Source: Saks Off Fifth | Facebook

The days of driving hours to an outlet mall could soon be a thing of the past for many Americans, as they can now shop at many off-price stores from the comfort of their living room.

More and more major outlet stores are going online—and it could create new headwinds for the nation's biggest department and discount stores just in time for the holidays.

Saks Fifth Avenue is the latest luxury retailer to take its outlet online. It launched this fall, joining Nordstrom Rack, Neiman Marcus Last Call and even TJ Maxx and Century 21, both of which advertise designer merchandise at low prices online.

"We didn't want to miss another holiday season," said Robert Wallstrom, president of Off Fifth at Saks Fifth Avenue, which launched the site in just six months.

"What we are seeing from customers is that everyone wants a deal," he said. "When the economy is good, they want one, and when the economy is challenged, they need one. The customer at Off Fifth wants great merchandise, but they also want a great deal."

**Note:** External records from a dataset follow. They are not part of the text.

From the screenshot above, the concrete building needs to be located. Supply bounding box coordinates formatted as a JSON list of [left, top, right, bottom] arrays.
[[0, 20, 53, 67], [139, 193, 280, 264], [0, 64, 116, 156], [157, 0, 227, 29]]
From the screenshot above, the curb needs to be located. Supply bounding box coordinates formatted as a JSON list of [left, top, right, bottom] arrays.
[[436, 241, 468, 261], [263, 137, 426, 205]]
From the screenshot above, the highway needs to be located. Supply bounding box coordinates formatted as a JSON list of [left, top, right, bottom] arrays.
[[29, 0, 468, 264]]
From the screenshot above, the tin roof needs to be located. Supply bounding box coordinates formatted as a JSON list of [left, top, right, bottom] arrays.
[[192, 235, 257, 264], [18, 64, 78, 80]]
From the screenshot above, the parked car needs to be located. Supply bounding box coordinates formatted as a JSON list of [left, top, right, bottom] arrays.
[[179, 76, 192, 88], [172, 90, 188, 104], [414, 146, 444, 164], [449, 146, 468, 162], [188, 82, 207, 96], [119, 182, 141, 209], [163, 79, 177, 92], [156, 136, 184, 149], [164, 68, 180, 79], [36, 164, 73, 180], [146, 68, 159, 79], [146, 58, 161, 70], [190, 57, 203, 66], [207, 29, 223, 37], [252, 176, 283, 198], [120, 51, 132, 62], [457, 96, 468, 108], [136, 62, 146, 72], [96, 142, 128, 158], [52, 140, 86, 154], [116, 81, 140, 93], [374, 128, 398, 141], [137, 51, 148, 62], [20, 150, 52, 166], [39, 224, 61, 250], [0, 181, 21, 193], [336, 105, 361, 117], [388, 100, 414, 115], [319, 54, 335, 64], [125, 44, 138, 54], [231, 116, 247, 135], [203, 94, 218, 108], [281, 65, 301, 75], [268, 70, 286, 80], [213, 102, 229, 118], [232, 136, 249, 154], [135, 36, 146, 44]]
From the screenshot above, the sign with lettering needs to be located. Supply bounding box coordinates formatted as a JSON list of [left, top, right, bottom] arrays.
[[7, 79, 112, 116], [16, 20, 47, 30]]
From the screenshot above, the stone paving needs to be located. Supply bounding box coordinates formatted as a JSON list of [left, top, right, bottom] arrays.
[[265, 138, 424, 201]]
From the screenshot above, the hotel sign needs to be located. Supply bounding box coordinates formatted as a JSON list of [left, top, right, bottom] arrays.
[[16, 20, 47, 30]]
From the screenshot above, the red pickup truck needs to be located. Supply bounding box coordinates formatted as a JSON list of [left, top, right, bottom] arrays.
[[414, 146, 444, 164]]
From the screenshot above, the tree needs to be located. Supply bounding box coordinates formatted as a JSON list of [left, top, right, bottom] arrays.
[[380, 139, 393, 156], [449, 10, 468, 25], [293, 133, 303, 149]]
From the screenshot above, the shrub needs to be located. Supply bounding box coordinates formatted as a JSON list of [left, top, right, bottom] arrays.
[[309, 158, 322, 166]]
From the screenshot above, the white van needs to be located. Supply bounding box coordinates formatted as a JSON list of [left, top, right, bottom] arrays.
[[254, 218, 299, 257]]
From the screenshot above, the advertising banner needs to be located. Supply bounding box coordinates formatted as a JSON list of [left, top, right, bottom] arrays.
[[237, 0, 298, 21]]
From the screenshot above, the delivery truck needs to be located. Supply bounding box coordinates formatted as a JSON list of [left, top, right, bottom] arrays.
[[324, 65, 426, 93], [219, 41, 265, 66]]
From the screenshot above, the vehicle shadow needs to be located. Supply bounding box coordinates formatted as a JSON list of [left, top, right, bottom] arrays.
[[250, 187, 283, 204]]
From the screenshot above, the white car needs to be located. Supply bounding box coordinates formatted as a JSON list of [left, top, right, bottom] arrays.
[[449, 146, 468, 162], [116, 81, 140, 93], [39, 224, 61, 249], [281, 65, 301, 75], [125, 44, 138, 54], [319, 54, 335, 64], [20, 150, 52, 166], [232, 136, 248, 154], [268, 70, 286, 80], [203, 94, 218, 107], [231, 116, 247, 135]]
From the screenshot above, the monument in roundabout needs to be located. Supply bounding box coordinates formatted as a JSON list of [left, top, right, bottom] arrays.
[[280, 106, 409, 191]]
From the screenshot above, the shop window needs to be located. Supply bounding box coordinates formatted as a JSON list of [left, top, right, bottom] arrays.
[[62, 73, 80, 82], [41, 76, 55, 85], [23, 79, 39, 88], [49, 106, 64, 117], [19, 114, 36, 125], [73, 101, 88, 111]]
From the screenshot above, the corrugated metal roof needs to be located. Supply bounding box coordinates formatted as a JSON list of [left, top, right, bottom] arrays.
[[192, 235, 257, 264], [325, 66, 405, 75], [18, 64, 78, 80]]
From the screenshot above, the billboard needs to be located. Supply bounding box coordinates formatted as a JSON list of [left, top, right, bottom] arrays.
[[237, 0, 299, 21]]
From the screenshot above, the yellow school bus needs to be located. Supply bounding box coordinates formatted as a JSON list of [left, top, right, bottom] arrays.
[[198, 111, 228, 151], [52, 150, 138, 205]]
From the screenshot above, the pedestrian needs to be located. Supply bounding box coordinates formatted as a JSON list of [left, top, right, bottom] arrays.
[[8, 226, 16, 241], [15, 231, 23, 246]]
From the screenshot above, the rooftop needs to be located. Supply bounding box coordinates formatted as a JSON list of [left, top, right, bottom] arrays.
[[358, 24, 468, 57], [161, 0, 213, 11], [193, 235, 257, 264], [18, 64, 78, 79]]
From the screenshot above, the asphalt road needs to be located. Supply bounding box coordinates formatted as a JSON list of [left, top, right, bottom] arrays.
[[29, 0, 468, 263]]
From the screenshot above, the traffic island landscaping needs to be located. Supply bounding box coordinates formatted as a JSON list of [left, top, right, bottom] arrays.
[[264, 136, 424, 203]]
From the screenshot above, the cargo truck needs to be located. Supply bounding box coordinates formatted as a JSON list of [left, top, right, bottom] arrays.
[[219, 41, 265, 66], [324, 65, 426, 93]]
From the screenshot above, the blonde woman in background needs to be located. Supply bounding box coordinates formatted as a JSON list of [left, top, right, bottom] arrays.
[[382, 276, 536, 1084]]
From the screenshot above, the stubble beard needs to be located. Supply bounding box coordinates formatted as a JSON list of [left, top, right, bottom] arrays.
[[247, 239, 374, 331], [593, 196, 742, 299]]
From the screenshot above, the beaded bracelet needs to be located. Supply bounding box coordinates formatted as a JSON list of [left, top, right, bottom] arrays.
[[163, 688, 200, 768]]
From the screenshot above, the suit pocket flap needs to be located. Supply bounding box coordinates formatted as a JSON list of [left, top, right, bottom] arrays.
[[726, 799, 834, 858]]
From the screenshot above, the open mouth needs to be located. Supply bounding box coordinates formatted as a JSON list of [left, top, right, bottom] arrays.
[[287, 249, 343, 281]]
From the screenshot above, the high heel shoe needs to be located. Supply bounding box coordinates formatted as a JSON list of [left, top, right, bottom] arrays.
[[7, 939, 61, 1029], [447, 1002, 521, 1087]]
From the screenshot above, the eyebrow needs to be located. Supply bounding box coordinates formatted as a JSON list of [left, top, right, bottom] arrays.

Off Fifth buys most of its apparel and accessories directly from vendors that are on trend for the season.

(Read more: Fewer buttons? Retailers skimping to boost profits)

Backed with the Saks brand, which implies luxury, the site is shaping up to be another go-to place for shoppers looking for better value. That could come at a cost to retailers such as Macy's, J.C. Penney and Kohl's.

The outlets of high-end retailers appear to be wooing consumers away from traditional department stores. Wallstrom said that is where he's seeing the No. 1 crossover.

JC Penney treading water

Liz Dunn, consumer sector senior analyst at Macquarie Capital, is following the trend.

"The perception is pretty strong that [outlets] offer a better value," Dunn said. "I think that off-price channels will continue to gain market share."

(Read more: Customer Clout: Retail Acting on Shopper Reviews)

As Nordstrom Rack and Off Fifth grow their online assortments, this could become even more true, according to Dunn.

Still, she said, there will always be consumers too impatient to search through a clutter of sales. Outlet websites don't always have a full range of sizes in each style; even if they do, shoppers perceive that department stores will have a larger selection and that merchandise will be organized better and more attractively.

So rather than putting a nail in the coffin of traditional department stores, outlet websites could be a bigger threat to the number of shoppers traveling to the malls—and outlets.

Dunn expressed concern that we're reaching a tipping point in the availability of goods outside malls that is dragging down store traffic.

Online offerings have been putting pressure on store traffic for a while. Analytics firm ShopperTrak expects consumers to visit fewer stores this holiday season, with traffic estimated to fall 1.4 percent even as sales are forecast to rise.